General information
- Type: Ultralight aircraft
- National origin: Lithuania
- Manufacturer: Rolandas Kalinauskas
- Status: In production (2012)

History
- Developed from: Rolandas Kalinauskas RK-6 Magic

= Rolandas Kalinauskas RK-7 Orange =

Lithuanian ultralight aircraft

The Rolandas Kalinauskas RK-7 Orange (also called the Muse, Fly and Bite) is a Lithuanian ultralight aircraft, designed and produced by Rolandas Kalinauskas, of Prienai. The aircraft is supplied as a kit for amateur construction or as a complete ready-to-fly-aircraft and has been noted for its very low price.

==Design and development==
A simplified single-seat version of the Rolandas Kalinauskas RK-6 Magic, the RK-7 was designed to comply with the Fédération Aéronautique Internationale microlight rules. It features a strut-braced high wing, a single-seat enclosed cockpit under a bubble canopy, fixed tricycle landing gear and a single engine in pusher configuration.

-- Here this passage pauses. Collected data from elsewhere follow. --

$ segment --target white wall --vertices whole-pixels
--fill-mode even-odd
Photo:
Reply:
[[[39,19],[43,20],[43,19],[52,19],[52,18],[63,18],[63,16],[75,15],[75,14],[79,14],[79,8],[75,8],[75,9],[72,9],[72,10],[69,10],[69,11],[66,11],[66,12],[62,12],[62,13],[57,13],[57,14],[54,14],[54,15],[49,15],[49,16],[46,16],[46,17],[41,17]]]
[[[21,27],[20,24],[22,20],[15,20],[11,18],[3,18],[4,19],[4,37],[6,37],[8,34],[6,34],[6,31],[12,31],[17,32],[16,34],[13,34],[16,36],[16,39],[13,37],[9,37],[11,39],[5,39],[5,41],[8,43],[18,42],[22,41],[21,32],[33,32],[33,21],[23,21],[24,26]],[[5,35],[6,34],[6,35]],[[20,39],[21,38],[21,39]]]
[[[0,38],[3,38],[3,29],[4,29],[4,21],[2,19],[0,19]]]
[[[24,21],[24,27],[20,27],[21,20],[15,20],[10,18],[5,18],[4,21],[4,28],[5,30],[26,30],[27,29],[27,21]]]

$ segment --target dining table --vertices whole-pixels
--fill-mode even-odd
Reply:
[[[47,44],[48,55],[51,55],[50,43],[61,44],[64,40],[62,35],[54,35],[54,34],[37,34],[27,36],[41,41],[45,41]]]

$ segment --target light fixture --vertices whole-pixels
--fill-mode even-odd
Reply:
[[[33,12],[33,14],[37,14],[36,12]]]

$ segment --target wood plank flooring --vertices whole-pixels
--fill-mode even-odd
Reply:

The aircraft forward fuselage is made from welded steel with a wooden laminate covering in the cockpit area, with the tailboom made from aluminum tube. The tail surfaces are built up from aluminum tubing, strut-braced, covered in Dacron sailcloth and protected with a small tailskid. The wings are wooden and equipped with Junkers style ailerons. Its 8.2 m span wing has an area of 11.5 m2. The standard engine available is the 50 hp Rotax 503 two-stroke powerplant, although the 40 hp Rotax 447 has also been used. The aircraft can be flown without the canopy fitted, if desired.

The RK-7 has been noted for its low retail price. In 2011 it was advertised at €11,000 for an assembled, ready-to-fly aircraft and €6,500 for a kit.